Technology Tools Advisors Must Have
Email, laptops, smartphones. Yes, these are must-have technologies not only for advisors’ personal lives but also for the success of their businesses. But in addition to these everyday gadgets, advisors I interviewed mentioned certain off-the-shelf software and proprietary software as other technologies they cannot live without.
Of course, most advisors use a multitude of technologies to conduct their business, and they have a difficult time picking out one particular technology that is most essential.
“Let me count how many,” a Morgan Stanley advisor said when asked what technology she considers a must-have.
Asked the same question, Michael Menzies, CEO of Pembroke Asset Advisors, pointed to Hello Sign, the Google-owned signing software
“From the client’s perspective, the technology we can’t live without is , because to keep documents signed and on time, that’s the easiest thing for them to use,” Menzies said. “Things have to be changed constantly to stay compliant, and (the software makes them) easy to change, send to the client, get a signature and move on.”

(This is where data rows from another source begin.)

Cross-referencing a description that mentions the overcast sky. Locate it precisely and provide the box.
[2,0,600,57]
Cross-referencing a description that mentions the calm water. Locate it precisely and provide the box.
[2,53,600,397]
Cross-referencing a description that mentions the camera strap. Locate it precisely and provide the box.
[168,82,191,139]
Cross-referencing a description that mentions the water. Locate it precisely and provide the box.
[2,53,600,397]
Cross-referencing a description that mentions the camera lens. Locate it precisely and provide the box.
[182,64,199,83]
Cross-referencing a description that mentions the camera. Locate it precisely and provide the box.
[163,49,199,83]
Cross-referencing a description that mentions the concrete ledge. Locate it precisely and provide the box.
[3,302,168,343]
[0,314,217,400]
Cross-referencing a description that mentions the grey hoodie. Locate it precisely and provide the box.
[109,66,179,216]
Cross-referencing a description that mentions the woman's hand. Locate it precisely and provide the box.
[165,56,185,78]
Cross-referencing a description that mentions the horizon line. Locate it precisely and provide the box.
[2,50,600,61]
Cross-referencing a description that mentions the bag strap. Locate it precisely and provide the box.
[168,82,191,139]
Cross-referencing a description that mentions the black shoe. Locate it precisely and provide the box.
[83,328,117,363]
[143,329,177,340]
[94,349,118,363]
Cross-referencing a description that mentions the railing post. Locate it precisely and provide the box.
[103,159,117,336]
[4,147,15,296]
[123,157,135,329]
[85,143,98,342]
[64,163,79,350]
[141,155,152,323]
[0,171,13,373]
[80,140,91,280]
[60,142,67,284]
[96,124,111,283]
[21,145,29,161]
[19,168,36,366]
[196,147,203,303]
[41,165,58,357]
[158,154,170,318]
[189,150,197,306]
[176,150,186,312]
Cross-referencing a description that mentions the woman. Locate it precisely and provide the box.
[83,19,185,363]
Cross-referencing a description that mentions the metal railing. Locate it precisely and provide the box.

The aforementioned Morgan Stanley advisor listed the company’s proprietary performance reporting software as crucial.
“Without that, there’s no way to respond to a client to let them know how they’re doing,” she said.
Said Jeff Vaughn, a senior investment advisor with Merrill Lynch in Charlotte, N.C., “We have a work station, and the work station drives everything we do.”
Several advisors we spoke to said VPN and encrypted emails are paramount, since business is often conducted remotely.
Weina Hou, a financial advisor with Merrill Lynch in Berkeley, California, said remote access to email is essential to her business.
“Most conversations with clients are through email,” Weina said.
But considering modern humans’ dependence on technology – both from a personal and business standpoint – it was refreshing to hear the perspective of David Barnes, president of Heber Fuger Wendin, an investment advisory firm in Bloomfield Township, Michigan, founded in 1934.
“If we really had do, we could live without anything, I suppose, because we did it for 50 years,” Barnes said.